Here we have the function y = cos 2x - 4*sin x.

To find the range we have to remember that x is the same for the cos 2x as well as sin x.

y = cos 2x - 4*sin x

=> 1 - 2*(sin x)^2 - 4*sin x

sin x takes on values from -1 to + 1

For sin x = -1

y = 1 - 2 - 4 = -5

For sin x = -1

y = 1 - 2 + 4 = 3

**This gives the required range of y =cos 2x - 4*sin x as [-5 , 3]**

In other words, we'll have to identify the maximum and minimum values for y.

We'll re-write the expression of y, using just sine function.

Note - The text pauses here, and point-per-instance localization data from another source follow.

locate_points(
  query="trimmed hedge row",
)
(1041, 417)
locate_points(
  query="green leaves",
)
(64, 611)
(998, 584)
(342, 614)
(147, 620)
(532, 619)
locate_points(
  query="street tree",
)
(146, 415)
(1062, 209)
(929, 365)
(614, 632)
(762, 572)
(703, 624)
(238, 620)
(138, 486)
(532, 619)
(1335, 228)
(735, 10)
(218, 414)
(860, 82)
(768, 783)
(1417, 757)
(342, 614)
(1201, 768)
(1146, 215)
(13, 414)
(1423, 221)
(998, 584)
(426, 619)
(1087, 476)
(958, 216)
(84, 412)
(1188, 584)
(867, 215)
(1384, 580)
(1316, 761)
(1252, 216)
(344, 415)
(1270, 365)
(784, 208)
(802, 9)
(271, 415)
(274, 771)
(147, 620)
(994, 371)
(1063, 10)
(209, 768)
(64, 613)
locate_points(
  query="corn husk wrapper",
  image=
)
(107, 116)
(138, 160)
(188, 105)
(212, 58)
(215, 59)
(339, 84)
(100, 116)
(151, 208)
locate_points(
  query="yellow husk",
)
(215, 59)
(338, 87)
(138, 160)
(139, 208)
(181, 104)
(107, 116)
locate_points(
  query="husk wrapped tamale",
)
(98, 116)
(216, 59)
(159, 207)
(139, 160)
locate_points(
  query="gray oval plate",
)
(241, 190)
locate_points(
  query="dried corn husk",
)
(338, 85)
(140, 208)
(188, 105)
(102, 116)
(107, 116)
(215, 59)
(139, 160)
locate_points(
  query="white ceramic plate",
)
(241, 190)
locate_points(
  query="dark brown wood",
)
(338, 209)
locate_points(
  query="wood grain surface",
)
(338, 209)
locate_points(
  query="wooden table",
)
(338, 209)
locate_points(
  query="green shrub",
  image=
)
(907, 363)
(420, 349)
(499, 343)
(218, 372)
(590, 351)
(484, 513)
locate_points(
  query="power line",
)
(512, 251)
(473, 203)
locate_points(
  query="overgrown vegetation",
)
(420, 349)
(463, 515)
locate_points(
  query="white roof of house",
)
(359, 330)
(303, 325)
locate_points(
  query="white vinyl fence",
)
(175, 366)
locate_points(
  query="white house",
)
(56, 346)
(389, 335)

We'll apply the double angle identity for the first term.

cos 2x = 1 - 2(sin x)^2

y = 1 - 2(sin x)^2 - 4 sin x

We'll consider the maximum value for sin x = 1:

y = 1 - 2 - 4

y = -6 + 1

y = -5

Now, we'll consider the minimum value for sin x = -1.

y = 1 - 2 + 4

y = 3

So, for a maximum value for sin x, we'll get a minimum value for y, namely y = -5. For a minimum value of sin x, we'll get a maximum of y = 3.

**The range of values of y, if y = cos2x-4sinx, is represented by the closed interval [-5 ; 3].**